Try the 2.6.4 beta version. We now have a new custom 64bit build of comskip donator. It’s much faster than the old comskip and has some nice features:
- Support for direct decoding for AV1, HEVC, H264, MPEG2, VP9, VP8 and many more codecs and containers
- Support for hardware decoding (currently limited to Intel QSV and Nvidia CUVID). These only support newer GPU’s, e.g. won’t work with Intel Sandy Bridge.
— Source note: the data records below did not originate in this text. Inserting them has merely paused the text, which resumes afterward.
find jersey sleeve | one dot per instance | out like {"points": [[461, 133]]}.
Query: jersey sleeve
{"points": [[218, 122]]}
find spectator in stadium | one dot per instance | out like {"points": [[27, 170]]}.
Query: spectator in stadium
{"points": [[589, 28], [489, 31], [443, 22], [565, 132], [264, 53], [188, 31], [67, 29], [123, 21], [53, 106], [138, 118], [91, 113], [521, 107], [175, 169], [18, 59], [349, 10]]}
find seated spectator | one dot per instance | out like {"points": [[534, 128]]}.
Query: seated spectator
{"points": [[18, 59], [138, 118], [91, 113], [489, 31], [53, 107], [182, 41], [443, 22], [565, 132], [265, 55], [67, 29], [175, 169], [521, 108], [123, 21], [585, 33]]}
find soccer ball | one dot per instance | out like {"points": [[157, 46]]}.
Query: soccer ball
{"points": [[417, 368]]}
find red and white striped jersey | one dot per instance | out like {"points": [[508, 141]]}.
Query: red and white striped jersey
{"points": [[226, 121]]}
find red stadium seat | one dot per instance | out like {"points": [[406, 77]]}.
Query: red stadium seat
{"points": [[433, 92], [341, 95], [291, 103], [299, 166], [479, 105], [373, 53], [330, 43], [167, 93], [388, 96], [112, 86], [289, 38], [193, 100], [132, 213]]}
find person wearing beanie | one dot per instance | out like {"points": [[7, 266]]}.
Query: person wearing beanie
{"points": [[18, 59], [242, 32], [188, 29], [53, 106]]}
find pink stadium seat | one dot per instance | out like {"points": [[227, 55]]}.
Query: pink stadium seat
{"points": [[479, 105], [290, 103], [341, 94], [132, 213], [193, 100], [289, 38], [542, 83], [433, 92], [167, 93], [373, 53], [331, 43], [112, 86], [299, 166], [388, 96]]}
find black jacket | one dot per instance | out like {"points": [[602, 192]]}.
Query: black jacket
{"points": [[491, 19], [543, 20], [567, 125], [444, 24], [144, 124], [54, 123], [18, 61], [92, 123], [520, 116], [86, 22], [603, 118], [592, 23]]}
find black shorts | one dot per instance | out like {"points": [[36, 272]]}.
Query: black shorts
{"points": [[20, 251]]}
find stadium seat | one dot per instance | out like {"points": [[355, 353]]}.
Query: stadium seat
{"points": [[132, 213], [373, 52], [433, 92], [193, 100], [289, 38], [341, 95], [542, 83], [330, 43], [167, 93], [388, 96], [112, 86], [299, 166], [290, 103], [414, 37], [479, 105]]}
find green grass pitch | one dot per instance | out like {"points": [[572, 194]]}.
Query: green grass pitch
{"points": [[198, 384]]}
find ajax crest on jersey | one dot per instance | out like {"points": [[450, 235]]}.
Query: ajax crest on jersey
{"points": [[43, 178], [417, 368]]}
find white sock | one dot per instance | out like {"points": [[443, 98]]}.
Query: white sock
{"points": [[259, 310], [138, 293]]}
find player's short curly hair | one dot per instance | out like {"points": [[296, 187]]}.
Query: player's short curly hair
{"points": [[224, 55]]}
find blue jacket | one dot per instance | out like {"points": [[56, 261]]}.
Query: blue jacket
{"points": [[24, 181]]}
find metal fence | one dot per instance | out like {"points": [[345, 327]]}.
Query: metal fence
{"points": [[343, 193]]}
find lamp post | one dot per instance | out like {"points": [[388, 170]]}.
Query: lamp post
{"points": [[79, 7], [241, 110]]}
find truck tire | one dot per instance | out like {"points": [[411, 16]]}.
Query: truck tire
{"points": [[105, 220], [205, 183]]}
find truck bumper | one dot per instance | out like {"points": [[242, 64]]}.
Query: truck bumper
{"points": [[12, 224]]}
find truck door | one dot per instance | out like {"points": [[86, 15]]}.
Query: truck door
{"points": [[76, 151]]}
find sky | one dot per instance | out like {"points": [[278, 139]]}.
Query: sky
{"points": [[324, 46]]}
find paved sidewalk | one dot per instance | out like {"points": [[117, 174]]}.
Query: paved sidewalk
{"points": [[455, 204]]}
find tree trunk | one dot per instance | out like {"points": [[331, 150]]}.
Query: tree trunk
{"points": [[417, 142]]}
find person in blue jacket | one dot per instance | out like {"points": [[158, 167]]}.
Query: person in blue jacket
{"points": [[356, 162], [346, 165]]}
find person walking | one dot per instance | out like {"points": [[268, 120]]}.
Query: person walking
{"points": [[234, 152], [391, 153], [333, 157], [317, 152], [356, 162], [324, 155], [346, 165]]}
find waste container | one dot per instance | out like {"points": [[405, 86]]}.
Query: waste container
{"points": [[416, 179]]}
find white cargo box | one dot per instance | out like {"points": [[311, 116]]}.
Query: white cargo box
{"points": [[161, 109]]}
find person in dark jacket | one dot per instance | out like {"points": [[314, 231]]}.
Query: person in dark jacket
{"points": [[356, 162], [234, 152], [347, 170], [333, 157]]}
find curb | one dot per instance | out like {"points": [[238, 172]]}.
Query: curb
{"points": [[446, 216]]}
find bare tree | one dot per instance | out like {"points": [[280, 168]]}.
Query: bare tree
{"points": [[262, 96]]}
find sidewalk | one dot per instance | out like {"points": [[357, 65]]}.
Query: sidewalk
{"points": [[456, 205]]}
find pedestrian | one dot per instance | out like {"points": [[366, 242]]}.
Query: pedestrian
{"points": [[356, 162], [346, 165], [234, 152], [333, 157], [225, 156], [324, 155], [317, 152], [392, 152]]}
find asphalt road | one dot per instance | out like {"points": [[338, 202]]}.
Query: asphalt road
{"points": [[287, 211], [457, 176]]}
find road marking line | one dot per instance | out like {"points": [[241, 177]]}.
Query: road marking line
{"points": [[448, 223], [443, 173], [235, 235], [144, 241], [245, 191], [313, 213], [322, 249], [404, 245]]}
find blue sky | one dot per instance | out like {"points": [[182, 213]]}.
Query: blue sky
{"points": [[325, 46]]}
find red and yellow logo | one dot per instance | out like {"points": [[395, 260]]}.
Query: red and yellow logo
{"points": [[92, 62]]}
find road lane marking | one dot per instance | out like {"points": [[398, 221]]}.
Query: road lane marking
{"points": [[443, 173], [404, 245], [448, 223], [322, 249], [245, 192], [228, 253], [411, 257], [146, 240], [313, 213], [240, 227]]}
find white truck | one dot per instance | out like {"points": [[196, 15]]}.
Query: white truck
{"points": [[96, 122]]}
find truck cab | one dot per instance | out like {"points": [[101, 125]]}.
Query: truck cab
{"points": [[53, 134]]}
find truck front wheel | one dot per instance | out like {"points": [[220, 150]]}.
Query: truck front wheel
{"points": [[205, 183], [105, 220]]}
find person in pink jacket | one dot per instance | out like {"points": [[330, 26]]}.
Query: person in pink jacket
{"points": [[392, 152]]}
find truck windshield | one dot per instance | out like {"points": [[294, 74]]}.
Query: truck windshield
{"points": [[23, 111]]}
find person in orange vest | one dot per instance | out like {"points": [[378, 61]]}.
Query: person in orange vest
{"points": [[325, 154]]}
The earliest intel chipset we could get qsv hardware decoding to work is Skylake (9th gen).
- Support for 8K resolution
With this release remuxing has also been optimized so it won’t remux as much when using our build of comskip (it still retains compatibility for the stock comskip and free comskip builds but it will be slower with those builds), esp when decoding codecs like AV1.
Regarding hardware acceleration for decoding with comskip, you’ll need to manually enable it for now from the Conversion task → Expert settings → Comskip options
Here you can enter --qsv
if you have an Intel chipset or --cuvid
if you have a Nvidia gpu.
Try it out and let us know how it goes for you. For comparison we have seen no improvement in comskip performance when decoding h264 source videos, ~30%-50% improvement when decoding HEVC/H.265 source videos. The one thing we haven’t been able to test is decoding performance of comskip on AV1 source videos. If you have chipsets which can decode AV1 files feel free to try it out and post your results back to us. If you need an AV1 source video test, just use MCEBuddy’s AV1 profile to create a AV1 video output. The logs will show you the average FPS for comskip (and total time taken). We have seen 1500+fps for HEVC files when using hardware decoding.
Note: The reason we haven’t enabled hardware decoding for comskip by default is becuase we’ve noticed that it tends to hang if the underlying chipset is too old or unsupported, we will likely optimize that in future.